Free yearly income means, I think, the yearly income after all deductions and abatements have been made, such as debts, cost of administration, and so forth, but it has been held over and over again that income tax is not a deduction or abatement. It is a tax which is imposed upon the person who receives a free yearly income from an estate or an annuity from an estate. Accordingly in this case, even if there were no special words relating to the freedom from tax, I should be of opinion that it was quite clearly intended that the widow should pay the income tax out of the free yearly income, just as I think the recipients of the remainder of the income must pay their income tax because they receive the free yearly income of the estate.

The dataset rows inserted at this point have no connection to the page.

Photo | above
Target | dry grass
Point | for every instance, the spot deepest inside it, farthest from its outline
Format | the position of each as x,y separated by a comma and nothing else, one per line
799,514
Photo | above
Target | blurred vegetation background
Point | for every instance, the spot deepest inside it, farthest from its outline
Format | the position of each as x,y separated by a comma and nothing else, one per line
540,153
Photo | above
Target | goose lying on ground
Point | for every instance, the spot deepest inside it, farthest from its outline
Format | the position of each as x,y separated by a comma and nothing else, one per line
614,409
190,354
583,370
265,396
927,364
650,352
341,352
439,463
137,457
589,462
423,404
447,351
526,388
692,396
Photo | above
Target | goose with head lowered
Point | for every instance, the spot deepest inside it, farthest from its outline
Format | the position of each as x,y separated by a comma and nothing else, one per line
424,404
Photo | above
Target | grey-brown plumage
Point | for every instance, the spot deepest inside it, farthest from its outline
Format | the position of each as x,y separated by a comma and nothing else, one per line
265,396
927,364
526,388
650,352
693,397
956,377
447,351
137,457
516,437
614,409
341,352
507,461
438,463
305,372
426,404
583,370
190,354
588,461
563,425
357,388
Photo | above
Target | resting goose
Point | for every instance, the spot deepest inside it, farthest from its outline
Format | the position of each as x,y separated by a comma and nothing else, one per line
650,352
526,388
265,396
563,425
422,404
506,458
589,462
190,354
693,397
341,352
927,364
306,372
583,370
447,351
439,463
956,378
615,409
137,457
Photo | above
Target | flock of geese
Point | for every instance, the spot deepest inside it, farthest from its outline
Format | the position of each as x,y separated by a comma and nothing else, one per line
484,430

It is unnecessary to consider whether or no the expression we find in this settlement, “to cover all rents, rates, and taxes,” includes income tax. I am rather disposed to think it does; but it is unnecessary to decide that question, because even if this clause were absent from the settlement I should be of opinion that the testator had clearly indicated his intention that the income tax was to be borne by each recipient of part of the yearly income of his estate.
Accordingly I think that we ought to answer the first question in the negative and the second in the affirmative.
Page: 258↓
The Court answered the first question in the negative and the second in the affirmative.
Counsel for the First and Third Parties— D. Jamieson. Agents— Webster, Will,&Co., W.S.
Counsel for the Second Party— Cooper. Agents— Macpherson&Mackay, W.S.